By Patricia T. Bozza,*Dagger  Wengui Yu,*Dagger John F. Penrose,par Ellen S. Morgan,*§ Ann M. Dvorak,*§ and Peter F. Weller*Dagger

From the * Harvard Thorndike Laboratory and Charles A. Dana Research Institute, Dagger  Department of Medicine and § Department of Pathology, Beth Israel Deaconess Medical Center, and par  Department of Medicine, Brigham and Women's Hospital and Harvard Medical School, Boston, Massachusetts 02215

The specific intracellular sites at which enzymes act to generate arachidonate-derived eicosanoid mediators of inflammation are uncertain.
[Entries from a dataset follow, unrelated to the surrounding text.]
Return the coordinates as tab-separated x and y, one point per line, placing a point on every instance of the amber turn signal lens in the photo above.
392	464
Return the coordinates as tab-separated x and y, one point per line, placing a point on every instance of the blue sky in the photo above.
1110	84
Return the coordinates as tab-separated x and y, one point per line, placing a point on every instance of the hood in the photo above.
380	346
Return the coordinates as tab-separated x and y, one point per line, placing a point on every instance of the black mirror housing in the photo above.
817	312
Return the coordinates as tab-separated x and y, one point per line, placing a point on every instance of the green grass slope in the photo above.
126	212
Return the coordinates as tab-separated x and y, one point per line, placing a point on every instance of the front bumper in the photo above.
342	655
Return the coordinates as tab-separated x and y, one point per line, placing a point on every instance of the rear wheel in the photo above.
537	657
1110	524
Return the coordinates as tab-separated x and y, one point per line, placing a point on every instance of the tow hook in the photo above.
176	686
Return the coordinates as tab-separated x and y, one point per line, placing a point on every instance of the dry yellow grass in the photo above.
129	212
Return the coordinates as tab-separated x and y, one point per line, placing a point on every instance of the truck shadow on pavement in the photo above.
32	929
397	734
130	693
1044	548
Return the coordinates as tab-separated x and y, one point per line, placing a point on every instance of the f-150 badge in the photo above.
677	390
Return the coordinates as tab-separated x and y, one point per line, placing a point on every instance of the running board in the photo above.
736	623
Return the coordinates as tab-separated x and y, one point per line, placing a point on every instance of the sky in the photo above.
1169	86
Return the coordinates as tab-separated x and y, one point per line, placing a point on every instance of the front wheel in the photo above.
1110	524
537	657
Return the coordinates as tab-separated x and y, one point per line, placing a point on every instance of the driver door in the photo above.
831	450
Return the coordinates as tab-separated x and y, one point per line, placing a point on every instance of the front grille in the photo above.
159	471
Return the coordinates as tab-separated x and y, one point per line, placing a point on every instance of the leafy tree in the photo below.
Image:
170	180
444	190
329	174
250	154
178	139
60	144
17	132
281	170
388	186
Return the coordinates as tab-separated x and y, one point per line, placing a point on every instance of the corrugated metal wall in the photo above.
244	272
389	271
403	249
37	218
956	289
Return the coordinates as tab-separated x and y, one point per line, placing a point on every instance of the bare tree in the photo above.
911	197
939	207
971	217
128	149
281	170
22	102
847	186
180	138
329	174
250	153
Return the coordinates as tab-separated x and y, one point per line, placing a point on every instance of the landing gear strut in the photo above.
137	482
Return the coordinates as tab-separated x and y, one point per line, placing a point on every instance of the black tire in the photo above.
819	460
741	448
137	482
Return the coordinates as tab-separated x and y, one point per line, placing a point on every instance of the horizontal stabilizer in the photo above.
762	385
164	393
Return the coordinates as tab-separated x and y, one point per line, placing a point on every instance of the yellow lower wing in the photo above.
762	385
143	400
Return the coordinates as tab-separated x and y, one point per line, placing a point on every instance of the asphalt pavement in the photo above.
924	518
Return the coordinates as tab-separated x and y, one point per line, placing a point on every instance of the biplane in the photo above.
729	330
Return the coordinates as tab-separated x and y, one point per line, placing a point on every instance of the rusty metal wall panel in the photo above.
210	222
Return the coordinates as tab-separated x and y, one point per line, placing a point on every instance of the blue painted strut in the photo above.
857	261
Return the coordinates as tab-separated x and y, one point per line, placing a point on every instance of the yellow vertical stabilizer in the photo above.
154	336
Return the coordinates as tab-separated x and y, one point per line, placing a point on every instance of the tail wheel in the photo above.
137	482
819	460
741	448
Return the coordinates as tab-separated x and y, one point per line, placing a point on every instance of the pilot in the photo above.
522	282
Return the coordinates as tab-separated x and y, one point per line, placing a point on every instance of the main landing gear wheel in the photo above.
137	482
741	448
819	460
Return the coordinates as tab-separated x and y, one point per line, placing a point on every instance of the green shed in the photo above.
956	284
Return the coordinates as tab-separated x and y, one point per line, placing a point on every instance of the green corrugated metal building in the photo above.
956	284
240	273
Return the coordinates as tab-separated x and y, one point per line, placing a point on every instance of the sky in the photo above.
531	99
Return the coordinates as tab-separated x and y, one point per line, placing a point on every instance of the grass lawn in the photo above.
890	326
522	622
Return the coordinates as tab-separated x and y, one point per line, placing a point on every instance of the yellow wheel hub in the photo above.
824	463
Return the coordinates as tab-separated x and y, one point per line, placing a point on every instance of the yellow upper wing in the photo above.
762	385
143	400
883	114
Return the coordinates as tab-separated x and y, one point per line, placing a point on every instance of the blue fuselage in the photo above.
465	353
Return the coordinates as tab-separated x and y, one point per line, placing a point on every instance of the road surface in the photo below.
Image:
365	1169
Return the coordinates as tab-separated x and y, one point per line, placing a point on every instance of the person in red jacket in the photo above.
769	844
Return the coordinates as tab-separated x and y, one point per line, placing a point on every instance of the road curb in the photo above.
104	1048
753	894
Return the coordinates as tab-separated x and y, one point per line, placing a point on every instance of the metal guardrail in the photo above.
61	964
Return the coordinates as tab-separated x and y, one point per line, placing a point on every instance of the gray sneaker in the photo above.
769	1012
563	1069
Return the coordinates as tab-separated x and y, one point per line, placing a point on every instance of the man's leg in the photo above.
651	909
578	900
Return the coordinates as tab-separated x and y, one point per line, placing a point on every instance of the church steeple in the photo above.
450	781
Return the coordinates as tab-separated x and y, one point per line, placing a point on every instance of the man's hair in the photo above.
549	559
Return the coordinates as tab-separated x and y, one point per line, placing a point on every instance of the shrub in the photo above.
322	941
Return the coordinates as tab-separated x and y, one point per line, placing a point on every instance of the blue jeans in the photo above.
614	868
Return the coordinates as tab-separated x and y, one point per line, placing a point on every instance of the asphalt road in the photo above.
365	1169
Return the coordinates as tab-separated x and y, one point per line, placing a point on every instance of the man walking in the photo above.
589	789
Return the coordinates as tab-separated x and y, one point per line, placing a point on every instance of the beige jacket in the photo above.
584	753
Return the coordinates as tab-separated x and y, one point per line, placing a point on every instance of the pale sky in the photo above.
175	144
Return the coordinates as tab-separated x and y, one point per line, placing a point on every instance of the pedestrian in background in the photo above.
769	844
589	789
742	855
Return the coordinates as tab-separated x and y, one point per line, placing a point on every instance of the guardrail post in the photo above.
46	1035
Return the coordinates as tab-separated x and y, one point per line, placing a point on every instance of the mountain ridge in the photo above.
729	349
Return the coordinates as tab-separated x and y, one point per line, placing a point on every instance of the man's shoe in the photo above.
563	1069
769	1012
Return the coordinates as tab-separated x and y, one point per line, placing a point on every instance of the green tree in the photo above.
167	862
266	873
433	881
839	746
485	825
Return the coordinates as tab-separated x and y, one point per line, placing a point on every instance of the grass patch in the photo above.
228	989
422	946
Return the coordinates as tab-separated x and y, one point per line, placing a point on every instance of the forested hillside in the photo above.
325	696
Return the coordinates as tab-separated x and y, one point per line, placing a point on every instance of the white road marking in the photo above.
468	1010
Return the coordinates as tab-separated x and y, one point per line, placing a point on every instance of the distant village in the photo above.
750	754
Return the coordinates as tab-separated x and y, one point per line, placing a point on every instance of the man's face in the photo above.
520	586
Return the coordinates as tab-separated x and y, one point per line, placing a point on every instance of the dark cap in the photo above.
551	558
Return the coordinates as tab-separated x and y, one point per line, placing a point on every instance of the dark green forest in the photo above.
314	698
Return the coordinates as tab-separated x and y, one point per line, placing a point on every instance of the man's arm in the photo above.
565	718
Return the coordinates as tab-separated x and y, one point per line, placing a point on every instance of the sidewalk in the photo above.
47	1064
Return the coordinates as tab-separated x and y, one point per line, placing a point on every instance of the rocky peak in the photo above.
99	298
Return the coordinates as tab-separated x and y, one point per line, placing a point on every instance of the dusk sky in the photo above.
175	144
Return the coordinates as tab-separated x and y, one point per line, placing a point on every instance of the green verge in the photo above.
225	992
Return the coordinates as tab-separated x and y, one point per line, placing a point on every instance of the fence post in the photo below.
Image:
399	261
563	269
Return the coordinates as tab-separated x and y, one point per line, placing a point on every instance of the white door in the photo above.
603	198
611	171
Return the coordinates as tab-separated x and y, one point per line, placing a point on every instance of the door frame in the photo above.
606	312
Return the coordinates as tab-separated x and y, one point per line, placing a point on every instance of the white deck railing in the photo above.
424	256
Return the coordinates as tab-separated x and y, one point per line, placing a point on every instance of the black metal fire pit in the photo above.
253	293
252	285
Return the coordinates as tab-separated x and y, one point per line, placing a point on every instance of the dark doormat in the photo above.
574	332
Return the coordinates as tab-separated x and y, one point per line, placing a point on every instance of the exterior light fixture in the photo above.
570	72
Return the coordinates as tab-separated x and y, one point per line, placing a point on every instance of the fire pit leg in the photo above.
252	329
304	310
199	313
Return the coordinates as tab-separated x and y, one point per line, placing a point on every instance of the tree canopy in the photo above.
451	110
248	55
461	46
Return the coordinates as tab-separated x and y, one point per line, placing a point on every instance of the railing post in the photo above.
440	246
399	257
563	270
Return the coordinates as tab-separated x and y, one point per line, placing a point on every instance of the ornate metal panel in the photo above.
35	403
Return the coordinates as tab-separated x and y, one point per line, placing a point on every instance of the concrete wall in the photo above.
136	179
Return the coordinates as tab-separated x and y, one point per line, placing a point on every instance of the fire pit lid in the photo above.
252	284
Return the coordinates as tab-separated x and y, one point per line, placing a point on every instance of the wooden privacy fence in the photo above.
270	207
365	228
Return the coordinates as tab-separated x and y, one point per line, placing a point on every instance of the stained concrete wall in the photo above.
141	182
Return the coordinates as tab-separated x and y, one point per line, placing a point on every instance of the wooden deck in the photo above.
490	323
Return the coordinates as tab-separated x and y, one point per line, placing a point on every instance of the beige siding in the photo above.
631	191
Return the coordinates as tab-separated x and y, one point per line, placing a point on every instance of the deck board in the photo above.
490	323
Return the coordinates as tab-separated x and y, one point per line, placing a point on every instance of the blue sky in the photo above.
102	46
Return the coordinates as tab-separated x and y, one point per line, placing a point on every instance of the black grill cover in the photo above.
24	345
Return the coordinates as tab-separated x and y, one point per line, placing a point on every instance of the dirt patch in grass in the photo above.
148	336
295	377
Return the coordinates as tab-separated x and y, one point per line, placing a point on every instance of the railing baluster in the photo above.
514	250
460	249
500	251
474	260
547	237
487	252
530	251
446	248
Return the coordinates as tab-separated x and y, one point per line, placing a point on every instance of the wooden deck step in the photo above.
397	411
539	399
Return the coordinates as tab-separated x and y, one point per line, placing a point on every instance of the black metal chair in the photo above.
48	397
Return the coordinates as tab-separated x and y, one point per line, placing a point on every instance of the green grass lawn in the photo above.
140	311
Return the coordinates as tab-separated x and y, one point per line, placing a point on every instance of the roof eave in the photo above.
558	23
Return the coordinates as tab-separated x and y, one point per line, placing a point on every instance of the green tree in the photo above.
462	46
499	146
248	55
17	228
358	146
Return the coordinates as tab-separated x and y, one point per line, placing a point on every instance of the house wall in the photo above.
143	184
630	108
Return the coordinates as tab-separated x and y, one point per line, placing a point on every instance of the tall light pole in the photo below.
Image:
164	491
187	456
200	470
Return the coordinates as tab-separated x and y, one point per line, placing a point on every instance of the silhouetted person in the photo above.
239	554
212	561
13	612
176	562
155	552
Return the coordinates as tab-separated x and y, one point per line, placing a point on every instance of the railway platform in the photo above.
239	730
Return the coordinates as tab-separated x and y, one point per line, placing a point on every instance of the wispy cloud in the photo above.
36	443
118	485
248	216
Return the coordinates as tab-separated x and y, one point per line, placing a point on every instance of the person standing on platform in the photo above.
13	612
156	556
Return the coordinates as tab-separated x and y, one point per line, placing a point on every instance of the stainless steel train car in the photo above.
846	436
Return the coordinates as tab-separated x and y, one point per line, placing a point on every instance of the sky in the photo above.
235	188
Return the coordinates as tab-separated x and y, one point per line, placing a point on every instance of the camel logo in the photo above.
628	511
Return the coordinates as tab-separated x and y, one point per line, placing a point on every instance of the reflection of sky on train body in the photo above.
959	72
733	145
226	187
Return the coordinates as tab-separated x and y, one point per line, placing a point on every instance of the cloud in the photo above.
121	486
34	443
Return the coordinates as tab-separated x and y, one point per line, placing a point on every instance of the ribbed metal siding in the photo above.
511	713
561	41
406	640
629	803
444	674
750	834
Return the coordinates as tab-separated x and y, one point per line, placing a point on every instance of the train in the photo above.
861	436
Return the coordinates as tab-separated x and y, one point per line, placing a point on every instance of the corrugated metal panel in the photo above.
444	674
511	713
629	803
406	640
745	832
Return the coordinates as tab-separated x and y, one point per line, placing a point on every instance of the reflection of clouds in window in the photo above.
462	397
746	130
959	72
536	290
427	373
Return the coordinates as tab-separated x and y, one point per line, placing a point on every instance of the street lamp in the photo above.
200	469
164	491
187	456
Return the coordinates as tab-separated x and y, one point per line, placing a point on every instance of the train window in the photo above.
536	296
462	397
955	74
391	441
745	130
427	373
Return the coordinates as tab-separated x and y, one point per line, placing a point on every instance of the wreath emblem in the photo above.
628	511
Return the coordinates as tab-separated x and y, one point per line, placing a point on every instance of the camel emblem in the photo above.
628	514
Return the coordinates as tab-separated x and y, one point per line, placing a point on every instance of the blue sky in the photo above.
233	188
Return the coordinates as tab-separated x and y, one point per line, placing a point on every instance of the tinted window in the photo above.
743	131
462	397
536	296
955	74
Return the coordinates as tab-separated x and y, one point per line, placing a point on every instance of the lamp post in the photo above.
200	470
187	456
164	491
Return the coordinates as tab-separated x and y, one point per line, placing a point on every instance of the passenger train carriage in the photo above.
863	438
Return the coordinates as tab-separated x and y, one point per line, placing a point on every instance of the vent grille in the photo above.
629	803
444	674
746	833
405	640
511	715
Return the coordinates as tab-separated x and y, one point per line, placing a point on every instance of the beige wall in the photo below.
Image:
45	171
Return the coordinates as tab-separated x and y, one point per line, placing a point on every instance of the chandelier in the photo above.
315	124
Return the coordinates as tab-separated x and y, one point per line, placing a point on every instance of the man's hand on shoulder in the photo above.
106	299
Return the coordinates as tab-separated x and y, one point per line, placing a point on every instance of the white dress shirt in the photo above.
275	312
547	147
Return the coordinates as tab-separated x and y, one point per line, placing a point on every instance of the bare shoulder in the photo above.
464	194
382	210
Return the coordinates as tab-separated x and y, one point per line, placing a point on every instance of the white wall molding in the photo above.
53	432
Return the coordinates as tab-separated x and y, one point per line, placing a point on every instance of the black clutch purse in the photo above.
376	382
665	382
We evaluated the formation and function of cytoplasmic lipid bodies. Lipid body formation in eosinophils was a rapidly (<1 h) inducible response which was platelet-activating factor (PAF) receptor-mediated, involved signaling through protein kinase C, and required new protein synthesis. In intact and enucleated eosinophils, the PAF-induced increases in lipid body numbers correlated with enhanced production of both lipoxygenase- and cyclooxygenase-derived eicosanoids. All principal eosinophil eicosanoid-forming enzymes, 5-lipoxygenase, leukotriene C4 synthase, and cyclooxygenase, were immunolocalized to native as well as newly induced lipid bodies in intact and enucleated eosinophils. Thus, lipid bodies are structurally distinct, inducible, nonnuclear sites for enhanced synthesis of paracrine eicosanoid mediators of inflammation.